They were thousands of people marching all over France for Freedom of Speech, chanting JE SUIS CHARLIE, after the killing of Charlie Hebdo cartoonists.
No surprise there.
Arguing in France is a national sport, the French just love to discuss the pros and cons of such and such ideas and to defend their point of view in discussions that can last forever.
However, some had doubts about the political exploitation of such a massive rally.
It looks like they were right.
First, there was a political and mediatic outcry against whoever considered to be an anti-Charlie. That led to a string of arrests on the vague charge of “defending terrorism”.
But that was just the beginning. What we are seeing now, is the start of a smear campaign to denounce all “conspirationists” who dare to disagree with the official policy of the French government.
It started when president Hollande has assimilated what he calls “conspiracy theories“ to Nazism and called to prevent their dissemination on the Internet and social networks.
His speech at the Shoah Memorial on January 27, 2015 is crystal clear:
“[Anti-Semitism] maintains conspiracy theories that spread without limits. Conspiracy theories that have, in the past, led to the worst “(…)” [The] answer is to realize that conspiracy theories are disseminated through the Internet and social networks.
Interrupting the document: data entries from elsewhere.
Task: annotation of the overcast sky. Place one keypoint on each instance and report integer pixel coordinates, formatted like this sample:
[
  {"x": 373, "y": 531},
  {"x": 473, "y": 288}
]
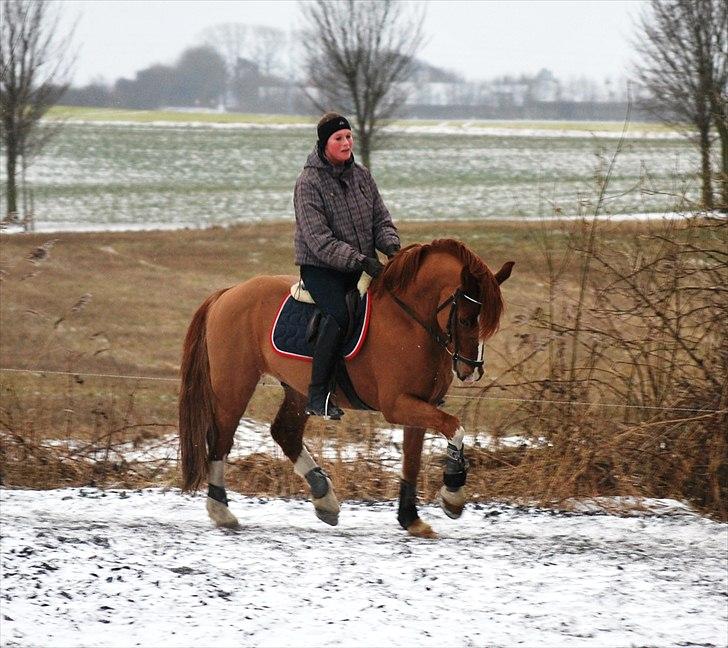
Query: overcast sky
[{"x": 478, "y": 38}]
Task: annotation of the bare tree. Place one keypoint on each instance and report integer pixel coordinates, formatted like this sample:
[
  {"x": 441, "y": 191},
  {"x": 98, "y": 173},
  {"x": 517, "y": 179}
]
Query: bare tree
[
  {"x": 684, "y": 66},
  {"x": 248, "y": 50},
  {"x": 359, "y": 54},
  {"x": 34, "y": 66}
]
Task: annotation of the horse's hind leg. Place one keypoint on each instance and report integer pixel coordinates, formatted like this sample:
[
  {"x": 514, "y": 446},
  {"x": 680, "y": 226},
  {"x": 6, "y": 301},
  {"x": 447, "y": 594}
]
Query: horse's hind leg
[
  {"x": 287, "y": 430},
  {"x": 226, "y": 423}
]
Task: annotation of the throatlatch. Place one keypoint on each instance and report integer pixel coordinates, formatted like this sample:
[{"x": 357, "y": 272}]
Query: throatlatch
[{"x": 456, "y": 468}]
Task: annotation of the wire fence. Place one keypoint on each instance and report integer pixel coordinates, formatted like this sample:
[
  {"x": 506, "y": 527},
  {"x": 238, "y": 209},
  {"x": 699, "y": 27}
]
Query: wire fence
[{"x": 480, "y": 397}]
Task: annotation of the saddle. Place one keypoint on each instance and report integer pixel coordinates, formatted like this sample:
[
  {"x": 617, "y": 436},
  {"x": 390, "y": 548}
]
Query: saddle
[{"x": 295, "y": 330}]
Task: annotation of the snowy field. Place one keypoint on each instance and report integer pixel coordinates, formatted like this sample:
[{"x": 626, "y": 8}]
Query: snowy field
[
  {"x": 83, "y": 567},
  {"x": 133, "y": 175}
]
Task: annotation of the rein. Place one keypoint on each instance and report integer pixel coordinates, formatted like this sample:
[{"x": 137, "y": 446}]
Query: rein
[{"x": 446, "y": 338}]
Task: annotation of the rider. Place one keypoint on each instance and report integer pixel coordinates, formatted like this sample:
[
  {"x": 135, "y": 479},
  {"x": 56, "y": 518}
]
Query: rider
[{"x": 341, "y": 221}]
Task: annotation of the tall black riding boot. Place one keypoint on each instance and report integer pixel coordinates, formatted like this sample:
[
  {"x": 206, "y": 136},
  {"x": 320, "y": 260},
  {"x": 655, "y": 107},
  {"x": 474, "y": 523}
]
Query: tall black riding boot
[{"x": 325, "y": 357}]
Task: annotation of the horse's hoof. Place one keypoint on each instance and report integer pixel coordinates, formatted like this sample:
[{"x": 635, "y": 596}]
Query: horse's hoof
[
  {"x": 221, "y": 515},
  {"x": 452, "y": 503},
  {"x": 421, "y": 529},
  {"x": 327, "y": 516}
]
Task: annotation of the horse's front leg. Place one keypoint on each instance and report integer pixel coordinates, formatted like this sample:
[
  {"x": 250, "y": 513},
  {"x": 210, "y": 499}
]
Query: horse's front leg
[
  {"x": 452, "y": 494},
  {"x": 411, "y": 460},
  {"x": 412, "y": 411}
]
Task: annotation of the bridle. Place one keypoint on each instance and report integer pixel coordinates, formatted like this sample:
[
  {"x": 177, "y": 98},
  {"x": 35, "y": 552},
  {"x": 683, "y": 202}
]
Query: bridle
[{"x": 449, "y": 335}]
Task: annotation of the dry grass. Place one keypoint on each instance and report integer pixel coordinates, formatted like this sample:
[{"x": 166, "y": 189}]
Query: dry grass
[{"x": 119, "y": 303}]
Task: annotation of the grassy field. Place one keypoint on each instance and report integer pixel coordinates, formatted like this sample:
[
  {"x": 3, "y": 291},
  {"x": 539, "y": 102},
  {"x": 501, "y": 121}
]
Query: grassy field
[
  {"x": 119, "y": 303},
  {"x": 109, "y": 169},
  {"x": 80, "y": 113}
]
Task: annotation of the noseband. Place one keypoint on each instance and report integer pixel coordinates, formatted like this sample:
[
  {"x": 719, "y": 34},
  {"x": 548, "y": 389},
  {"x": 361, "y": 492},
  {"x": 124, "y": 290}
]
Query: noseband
[{"x": 449, "y": 335}]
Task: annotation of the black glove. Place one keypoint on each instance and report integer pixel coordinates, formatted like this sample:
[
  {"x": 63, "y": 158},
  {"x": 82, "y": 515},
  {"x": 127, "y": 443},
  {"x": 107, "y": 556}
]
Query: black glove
[
  {"x": 372, "y": 266},
  {"x": 391, "y": 250}
]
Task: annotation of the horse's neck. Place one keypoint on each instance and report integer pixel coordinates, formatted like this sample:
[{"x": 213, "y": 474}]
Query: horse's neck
[{"x": 434, "y": 282}]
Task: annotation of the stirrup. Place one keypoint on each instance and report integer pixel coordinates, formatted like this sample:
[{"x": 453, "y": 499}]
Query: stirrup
[{"x": 329, "y": 410}]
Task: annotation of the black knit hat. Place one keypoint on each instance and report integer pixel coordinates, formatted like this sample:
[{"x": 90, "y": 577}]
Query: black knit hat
[{"x": 329, "y": 127}]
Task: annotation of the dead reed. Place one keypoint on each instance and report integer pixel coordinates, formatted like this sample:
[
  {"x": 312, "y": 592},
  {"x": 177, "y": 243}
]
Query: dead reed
[{"x": 611, "y": 359}]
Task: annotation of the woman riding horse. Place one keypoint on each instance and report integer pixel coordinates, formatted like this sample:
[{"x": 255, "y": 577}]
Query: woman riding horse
[
  {"x": 431, "y": 308},
  {"x": 340, "y": 220}
]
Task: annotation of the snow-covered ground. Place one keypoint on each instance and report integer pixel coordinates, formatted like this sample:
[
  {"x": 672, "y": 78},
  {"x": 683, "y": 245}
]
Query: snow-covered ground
[{"x": 84, "y": 567}]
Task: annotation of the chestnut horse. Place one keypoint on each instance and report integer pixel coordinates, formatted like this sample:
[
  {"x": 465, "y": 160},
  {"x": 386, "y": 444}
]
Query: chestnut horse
[{"x": 432, "y": 306}]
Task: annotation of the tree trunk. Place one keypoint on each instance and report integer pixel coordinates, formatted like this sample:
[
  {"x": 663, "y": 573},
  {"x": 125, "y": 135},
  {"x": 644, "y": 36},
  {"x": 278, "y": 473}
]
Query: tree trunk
[
  {"x": 705, "y": 168},
  {"x": 11, "y": 151},
  {"x": 721, "y": 125},
  {"x": 723, "y": 176}
]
Moreover, we must remember that it is words that have in the past prepared extermination. We need to act at the European level, and even internationally, so that a legal framework can be defined, and so that Internet platforms that manage social networks are held to account and that sanctions be imposed for failure to enforce” (source: Voltairenet.org)
He then asked the French Socialist Party to prepare new legislation to repress all dissident voices.
French presstitutes wasted no time to join in the dance.
The leftish weekly Marianne (that self-proclaim itself as fighting one track thinking) has published an in-depth review under the title “Conspiracy nuts”.
L’Express, another weekly, has created its own directory of “sites d’infaux” (literally “false news sites”), listing their name, their category (blogs, alternative info, parody) and what kind of “false news” they spread.
Even worse, they invite their readers to submit their links, which is nothing less than encouraging them to act as stool pigeons (they’re bragging that they added 30 new sites thanks to their readers).
Just imagine Newsweek doing the same in the US.
Left leaning Libération had less chance with its list of evil pro-russian sites, that was removed after howls of protest among its readers.
A full fledged media campaign against “conspiracy theories” has just started, telling the good people of France that all Websites challenging the single worldview the French government want to impose are all nests of fascists, Nazis, terrorists, lunatics and anti-semitics.
All this in the name of Freedom of Thought.
Next will come a law prohibiting all those sites, that could lead to forced closure and arrest of those who just question the official thinking.
In the meantime, many French are thanking those magazines for the opportunity to introduce them to informative Websites they were longing for. An eloquent proof that the French still believe in the plurality of views.